Code review is a trainable skill. The more you practice reading and critiquing code, the faster you will spot problems in your own work and in pull requests.
Catch bugs at the pattern level. Many Python bugs follow predictable patterns: mutable defaults, bare excepts, missing context managers, and SQL injection via string formatting. Learning to recognize these patterns is more valuable than memorizing individual fixes.
Think about failure modes. For every function you review, ask: what happens if the input is empty, None, malformed, or malicious? Code that only works on the happy path is incomplete code.
Prioritize correctness and safety over style. A function with imperfect naming but solid error handling is better than a beautifully named function that hides exceptions. Focus your review energy on the issues that will cause real harm first.
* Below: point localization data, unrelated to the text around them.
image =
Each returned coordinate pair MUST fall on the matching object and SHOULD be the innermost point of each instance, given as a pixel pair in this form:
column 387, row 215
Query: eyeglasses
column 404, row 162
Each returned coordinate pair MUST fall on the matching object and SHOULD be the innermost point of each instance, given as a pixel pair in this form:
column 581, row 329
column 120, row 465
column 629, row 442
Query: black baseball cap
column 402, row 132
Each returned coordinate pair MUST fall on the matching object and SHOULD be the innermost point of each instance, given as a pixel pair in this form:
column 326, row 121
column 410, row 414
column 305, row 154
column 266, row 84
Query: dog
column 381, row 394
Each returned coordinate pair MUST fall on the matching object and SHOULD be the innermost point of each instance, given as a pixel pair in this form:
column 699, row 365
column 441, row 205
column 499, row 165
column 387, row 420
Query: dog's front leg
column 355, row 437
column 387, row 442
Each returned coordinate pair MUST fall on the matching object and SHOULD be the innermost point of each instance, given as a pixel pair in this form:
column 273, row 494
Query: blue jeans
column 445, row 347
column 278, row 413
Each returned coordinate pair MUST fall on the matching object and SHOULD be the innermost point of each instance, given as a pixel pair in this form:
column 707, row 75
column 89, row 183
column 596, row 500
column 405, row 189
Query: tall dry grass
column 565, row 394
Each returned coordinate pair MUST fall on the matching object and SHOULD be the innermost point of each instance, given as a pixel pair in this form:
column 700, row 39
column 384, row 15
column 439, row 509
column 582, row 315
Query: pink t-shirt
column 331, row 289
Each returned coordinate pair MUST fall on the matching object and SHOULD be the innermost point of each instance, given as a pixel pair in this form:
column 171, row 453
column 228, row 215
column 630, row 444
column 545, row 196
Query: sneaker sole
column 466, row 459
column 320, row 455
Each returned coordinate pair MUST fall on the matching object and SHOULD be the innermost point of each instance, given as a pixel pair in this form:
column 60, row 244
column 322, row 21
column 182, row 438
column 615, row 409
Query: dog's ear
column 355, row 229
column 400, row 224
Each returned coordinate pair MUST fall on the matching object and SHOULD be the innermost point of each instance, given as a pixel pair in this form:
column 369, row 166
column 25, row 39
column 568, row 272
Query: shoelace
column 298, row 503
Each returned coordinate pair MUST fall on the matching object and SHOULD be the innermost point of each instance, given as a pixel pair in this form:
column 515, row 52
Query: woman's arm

Make your feedback constructive. The goal of code review is to improve the code and help the author grow. Explain why something is a problem and suggest a concrete alternative, rather than just pointing out what is wrong.

These exercises cover a fraction of what you will encounter in real-world Python code, but the patterns they teach will carry over into every codebase you work in. Return to them periodically, and try writing your own review exercises for code patterns you encounter at work. The best way to sharpen your review instincts is to keep practicing.